Here’s a live recording, filmed by Egil Andersen and posted on his Youtube channel. Crossroads, written by Don McLean in my arrangement.
Line Ira who runs the Perfect Sounds Forever concept in Bergen invited me to warm up for Jeffrey Lewis & Los Bolts when they came to Bergen. So I brought my fathers Alhambra nylon string guitar and played a few songs from The Course of Things and Our Insignificance (iTunes, Spotify) that I released back in february just after my father passed.
I’ve been struggling a little whether I should «use» my father’s death in my music, and really had to think things through: I don’t want to prostitute myself or the people I love to stand on some stage. But life events like these is exactly why music has become so important, it is a therapy and for my own sake and if someone finds any joy or comfort in it then I am grateful. When I sing I sing about the things that puzzle me or occupy my mind. For the last eight or nine years or so my fathers illness has played a big part in my life, and the last six months of his life was a true nightmare. Emotionally it was so for me aswell, but what hurt me was to see how much he hurt, and the terror and angst that tortured him up until he left for good.
The last week he lived I lived in the nursing home with him, sleeping in the room next door. When I wasn’t by his bed side I was in my room, recording. The four EPs that came out winter/spring this year was all recorded there. So that I will never forget that time. So that I will never forget how much I loved my father. After he passed this has become increasingly more important to me to remember. His girlfriend derailed the minute my dad couldn’t speak anymore and revealed a side of human nature I thought I’d never get to experience. That ring she put on his finger a month before he died – little did I know she would use that to take every material thing away from me and my brother. How I wish my father could see what is happening now. What happened there in his room when he was too medicated and sick to stay awake. When faced with greed and mental sickness of this kind I’ve had to focus on what matters the most: the life I have, the life my father had, the life me and him had together. In objects there is no trace of that. I remember my dad talking about his love for Fernando Pessoa – the power of imagination. But it takes a lot, a lot.
Well. Anyway. Here’s a song that sums up a few things about fatherhood, childhood, death and family.
It’s never an easy task to get the overview on the my recordings, and this doesn’t make it any easier. Sorry.
Since the fall of Myspace and AmieStreet this release has yet not been released on Spotify and iTunes, and it is now finally available there. 19 songs, some of them also available on Vamoose!
The songs exclusive to this release is:
Holes in the World, Windmill Eyes, How I Change, Chasing Feet (A Sunday and two hours), Only Color True, Feeling Green, A Glance, Surfer’s Morning, Let Me Bleed, Short of Breath, My Name is Death.
All these recordings were recorded entirely by me on various locations, except Holes in the World that was recorded in Lars Wiik’s home, and was done by him.
The second release from my time in Florø with my father. This is a release consisting of five instrumental pieces played on fingerpicked nylon string guitar.

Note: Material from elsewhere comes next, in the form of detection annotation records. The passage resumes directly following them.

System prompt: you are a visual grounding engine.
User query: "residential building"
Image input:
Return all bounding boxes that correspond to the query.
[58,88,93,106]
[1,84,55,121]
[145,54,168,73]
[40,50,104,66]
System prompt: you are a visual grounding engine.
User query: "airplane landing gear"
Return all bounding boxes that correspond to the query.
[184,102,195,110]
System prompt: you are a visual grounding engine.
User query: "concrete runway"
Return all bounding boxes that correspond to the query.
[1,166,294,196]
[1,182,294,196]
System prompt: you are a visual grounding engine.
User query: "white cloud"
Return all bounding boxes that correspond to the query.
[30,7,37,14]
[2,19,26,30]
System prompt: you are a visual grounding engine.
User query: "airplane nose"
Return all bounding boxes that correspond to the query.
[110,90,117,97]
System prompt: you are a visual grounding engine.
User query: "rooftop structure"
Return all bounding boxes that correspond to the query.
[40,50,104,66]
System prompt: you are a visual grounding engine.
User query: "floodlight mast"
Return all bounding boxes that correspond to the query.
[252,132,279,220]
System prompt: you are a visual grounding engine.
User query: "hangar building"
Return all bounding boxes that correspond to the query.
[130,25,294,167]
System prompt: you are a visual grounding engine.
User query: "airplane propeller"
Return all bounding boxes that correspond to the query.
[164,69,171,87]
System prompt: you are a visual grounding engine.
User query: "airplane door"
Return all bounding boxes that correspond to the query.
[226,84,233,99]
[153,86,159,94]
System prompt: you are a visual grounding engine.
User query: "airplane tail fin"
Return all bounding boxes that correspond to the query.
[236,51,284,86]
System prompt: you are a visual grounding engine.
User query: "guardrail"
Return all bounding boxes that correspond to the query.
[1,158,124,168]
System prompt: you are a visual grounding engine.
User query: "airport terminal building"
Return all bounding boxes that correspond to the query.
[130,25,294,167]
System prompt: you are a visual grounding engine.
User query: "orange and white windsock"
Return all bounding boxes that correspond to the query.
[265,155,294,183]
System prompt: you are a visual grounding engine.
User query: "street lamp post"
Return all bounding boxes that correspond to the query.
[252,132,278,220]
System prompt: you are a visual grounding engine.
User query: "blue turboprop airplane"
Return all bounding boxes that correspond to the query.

Recorded during the month of December 2015. Since november 2015 my father has been on his last, sick with cancer, and he has been forced to commit himself to a nursery home in Florø. During this time I’ve left my home in Bergen to stay with my father, and his wife. We’re watching out for father on shifts, and during the time I’ve had by myself I’ve making music and recording. This album is a result of this.
The first track is a mellow version of the Burzum classic, and a favorite of mine. I’ve rearranged it to a open tuning (dadga#d, all other songs on this release are also using this tuning) and arranged a vocal melody for it.
The second song is one of my fathers favorite songs and was written by Don McLean and released on his American Pie album.
The last two tracks were written by me, and also revolve around the themes I’m surrounded by these days. Memories. Death. The future. Fatherhood. Childhood.
Got hours of music just lying around on the computer, so this might count as another step to make it accessible.
My Hometown was written, I think, in 2003 or 4 and recorded maybe in 2005 together with Bosse Litsheim of Ai Phoenix on percussion and backing vocals and Jørgen Sandvik – artistside of Real Ones on mandolin and backing vocals. I sang, plucked the guitar and played the lap steel guitar on this one.
We travelled together with our instruments to Høyanger located by the Sognefjord. Me and Jørgen stayed in the late Bønna’s house (if I remember correctly). I think we were there for a week and recorded in the old gun club house. It seems like forever ago, and judging by the lyrics it is forever ago also. A year earlier I had discovered the Bonnie “Prince” Billy record Master And Everyone, and I was also pretty much soaked in compulsive Elliott Smith listening, finally finding something else than old country-blues, british folk from the 60s and Bob Dylan.
Its been a long road since then, and this was my first in a studio, and a first together with other musicians. I had shown Jørgen my four-track demos of this song and a few others and he wanted us to take it a step further. Bosse planned things, and made it happen.